Is the SANS Top 20 still useful?

The SANS Institute's Top 20 vulnerabilities list always gets a lot of attention, and this year's installment is no exception. A day after its release, security experts took to the blogosphere to weigh in on specific findings, most notably the addition of the VoIP threat. Some also debated whether the list is as valuable as it once was.

Since attacks are no longer tied solely to a set of software flaws, SANS renamed the annual list the "Top 20 Attack Targets." Product vulnerabilities continued to top the Bethesda, Md.-based institute's list of threats, but human error also made the list, given users' susceptibility to phishing scams. Among this year's top 20 are six major attack trends:

• A surge in zero-day attacks that go beyond Internet Explorer to target other Microsoft software.
• A rapid growth in attacks exploiting vulnerabilities in ubiquitous Microsoft Office products such as PowerPoint and Excel.
• A continued growth in targeted attacks.
• Increased phishing attacks against military and government contractor sites.
• A surge in VOIP (Voice over Internet Protocol) attacks in which attackers can intercept and sell company meeting minutes, inject misleading messages or create massive outages in the old phone network.
• Ever-increasing attacks against Web application flaws.

A valuable list or just a bunch of opinions?
Some experts, including one who participated in the development of this year's list, wondered aloud if the list is as useful to IT professionals as it was in earlier years, when the focus was squarely on specific software security holes.

Richard Bejtlich, founder of the Washington, D.C.-based consultancy Tao Security, was among the experts who contributed to this year's list. In his blog, he offered a mixed assessment of the final product. On one hand, he said the list is a very informative document with plenty of references. On the other hand, he thinks SANS lists from years past were more useful because they listed specific vulnerabilities that needed to be "patched now."

About Security Blog Log: Senior News Writer Bill Brenner peruses security blogs each day to see what's got the information security community buzzing. In this column he lists the weekly highlights. If you'd like to comment on the column or bring new security blogs to his attention, contact him at [email protected]. Recent columns: Sailing a sea of spam Dissecting Firefox 2.0 The never-ending PatchGuard debate

"There is no analysis of past vulnerability trends or conclusions based on real data," he said. "If you think a bunch of people's opinions is worthwhile, then you may find the Top 20 useful. I think the majority of the Top 20's utility, such as it is, derives from name recognition. If that can help influence your organization's management, then I guess it is helpful."

While it may be more about opinion than deep analysis, others remain convinced that the list serves a valuable purpose.

In the IT Business Edge blog, IT expert Ken Hardin wrote that if nothing else, the Top 20 is a good checklist IT managers can use to make sure they're on top of all the major threats.

"For technical types, the annual SANS paper is a touchstone for a very high-level, real-world alignment check for your security efforts," he said. "Although it includes a fairly exhaustive laundry list of threats and patches, it's also accessible enough to be a useful pass-around to business types who demand to know why they can't download confidential docs to their iPods."

VoIP fans not discouraged
One might expect those pushing the deployment of VOIP to be discouraged by the technology's inclusion on the list. But that doesn't seem to be the case.

Dan York, a director of IP technology with Herndon, Va.-based Mitel Networks Corp., shares responsibility for the security of the company's VoIP products. He said in his blog that SANS was right to put VoIP threats on the list.
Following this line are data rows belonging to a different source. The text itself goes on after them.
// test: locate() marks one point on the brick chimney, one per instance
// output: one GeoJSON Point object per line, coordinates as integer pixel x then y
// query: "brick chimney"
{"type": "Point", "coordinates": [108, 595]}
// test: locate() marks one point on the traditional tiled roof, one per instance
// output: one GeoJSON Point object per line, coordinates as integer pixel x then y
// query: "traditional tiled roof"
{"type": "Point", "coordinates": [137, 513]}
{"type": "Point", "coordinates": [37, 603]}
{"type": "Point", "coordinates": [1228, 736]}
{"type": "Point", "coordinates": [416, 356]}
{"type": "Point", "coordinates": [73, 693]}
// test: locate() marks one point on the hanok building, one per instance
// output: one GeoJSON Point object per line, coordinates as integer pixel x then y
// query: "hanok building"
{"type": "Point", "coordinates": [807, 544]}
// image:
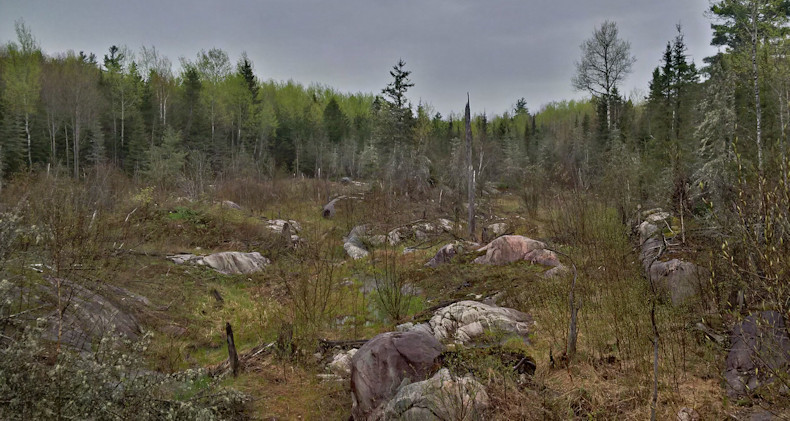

"Several people have asked me if I honestly think this is good for VoIP and yes, I do," he said. "First off, it's a sign of the success and importance of VoIP that it is worth attacking and therefore also defending [and] protecting."

And while there are a lot of issues around VoIP security, he said there are also a lot of solutions. A spotlight like the SANS Top 20 will draw attention to those solutions. Finally, he said, the attention "may certainly motivate some of the companies out there that haven't been paying attention to security to get off their tails and do something about it."

Ken Camp, an IT consultant whose expertise includes security practices and the design and deployment of integrated voice and data systems, agreed with York in his blog. He noted that VoIP has achieved critical mass in the marketplace and the security challenges should come as no surprise.

"VoIP has quietly become an industry standard, sustaining technology that is widely used and adopted," he said. "As such, given that it's truly dependent on the IP infrastructure over which it operates, how could any reasonable person not expect that the security problems we see talked about in such frightening terms become a reality? We could have predicted this years ago, and many of us did."

As a sustaining technology that's being widely adopted, he said VoIP should give IT professionals good reason to revisit their networking security status and find ways to do better.

"It motivates us to rethink our security posture across all enterprise services," he said. "It's not a cause for paranoia. It's cause for sound critical thinking and planning."

Meanwhile, security vendors are using the Top 20 to drum up some interest in their services.

The Vanish.org blog noted that Redwood Shores, Calif.-based security firm Qualys is offering a free SANS Top 20 scan customers can use to see if their networks are plagued by any of the threats on the list.

Qualys helps SANS track the vulnerability landscape and has offered this service in the past.